She pulled me into a hug as we parted ways in the car park earlier. ‘When I’m back from Rome, you and I need to talk. Properly. Okay?’
‘Okay,’ I said. But something about the intense way she looked at me struck a strange chord inside me. A jumble of notes clashing deep in my belly. The chime in a film score that tells you to panic; the moment when everything changes.
Chapter 39.
I mess up at work. A developer calls one morning to ask where I am: the meeting we’d arranged slipped right out of my head. The drive to site is forty minutes, and the developer can’t wait, so after grovelling my apologies, we reschedule for next week.
Kelley summons me to her office, demands to know what’s going on. She’s tapping her pen against the giant jotter she keeps on her desk, fixing me with minty-green eyes as she waits for my reply. Her blonde bob is a blade against her set jaw. I feel like a contractor who’s got all their measurements wrong.
To my dismay, as I apologise, I realise I am fighting tears. I’ve never cried at work before, and I wasn’t intending on starting today, and certainly not in front of Kelley. ‘I took my eye off the ball.’
‘I shouldn’t need to tell you that forgetting a meeting is incredibly unprofessional, Neve.’ Kelley never raises her voice, because she doesn’t need to. Her power comes from her cast-iron composure. She’s like a monk out-staring a fly.
‘I know—’
‘If you need some time off, please take it.’ Her voice has softened, but only minutely. You’d have to know her to pick up on it. ‘But I’d ask you not to let your personal problems affect your work, and by turns, our reputation. It’s unfair on me and everyone else who works here.’
‘I know. I won’t. It won’t happen again.’
Back at my desk, I stare blankly at my copy of On Decorating. I brought it in, once Lara and I started talking again, propping it up on my desk as a reminder of how far I’d come. But now, it seems, everything’s going wrong. And I can’t find a way forward, of making things right.
Since she has to get her kicks where she can, I guess, my mother calls out my low mood. ‘You look very down in the dumps, Neve.’
I’ve dropped in after my spin class with some chicken soup, because that’s what you’re supposed to do when someone has flu, isn’t it? But Mum’s evidently made a quick recovery. I find her in her bedroom – not ill in bed, but trying on dresses for a gig at the weekend. She looks hot and sheened with sweat, like she’s been taking garments on and off for hours. Her hair is wild, a slow-motion explosion. I resist the urge to pass her a headband.
‘Just tired,’ I tell her.
She peers at me. ‘Boy trouble?’
‘Man, not boy.’ Sometimes, I really do think her need to get on my tits is bordering on pathological.
‘Forget him, darling.’
‘Wow. Thanks. Wish I’d thought of that.’ I sit down on the edge of her bed.
‘I’m being serious.’
‘You met him for about five minutes when you were hammered. You don’t even know him.’
I hadn’t got round to telling her we were moving in together. I foresaw her condescension, the crap impression she’d do of a relationship expert, telling me it was far too soon and blah, blah, blah.
She shrugs, sways gently back and forth in front of the mirror. The dress she has on is smothered in silver sequins. It’s nice – though more Academy Awards than 3-star hotel bar. ‘I wasn’t talking about Ash.’
‘What?’
She makes eye contact with me via the mirror, because she prefers it that way. ‘I was talking about Jamie.’
‘You’ve lost me.’
‘From what I can work out, Ash is a nice boy.
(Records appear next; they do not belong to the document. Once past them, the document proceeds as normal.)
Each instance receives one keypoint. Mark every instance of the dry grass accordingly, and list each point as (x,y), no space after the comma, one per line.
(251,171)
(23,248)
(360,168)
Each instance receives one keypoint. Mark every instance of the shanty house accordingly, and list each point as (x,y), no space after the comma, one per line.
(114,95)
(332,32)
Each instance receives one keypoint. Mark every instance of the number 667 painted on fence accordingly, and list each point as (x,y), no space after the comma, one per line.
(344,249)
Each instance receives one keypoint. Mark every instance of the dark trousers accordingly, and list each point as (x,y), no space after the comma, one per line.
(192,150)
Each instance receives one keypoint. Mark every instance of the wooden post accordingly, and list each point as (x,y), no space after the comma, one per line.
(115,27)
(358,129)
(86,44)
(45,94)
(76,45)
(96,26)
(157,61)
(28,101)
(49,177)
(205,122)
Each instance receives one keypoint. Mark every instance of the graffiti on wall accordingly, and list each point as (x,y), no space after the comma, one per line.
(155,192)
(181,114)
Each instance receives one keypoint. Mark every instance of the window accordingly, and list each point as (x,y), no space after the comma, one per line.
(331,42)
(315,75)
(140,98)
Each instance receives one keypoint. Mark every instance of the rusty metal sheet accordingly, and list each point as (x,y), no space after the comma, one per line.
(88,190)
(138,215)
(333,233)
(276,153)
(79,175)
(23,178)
So he deserves you to appreciate him for who he is.’
‘Please stop calling him a boy. Also, you don’t know anything about it.’
‘Tell me I’m wrong, then.’
I feel a prickle of irritation at the back of my neck. ‘You said yourself Ash reminded you of Jamie, when you met him. You actually called him Jamie, several times. See, Mum, this is why when you drink, you never—’
‘Do you want to spend the rest of your life looking backwards?’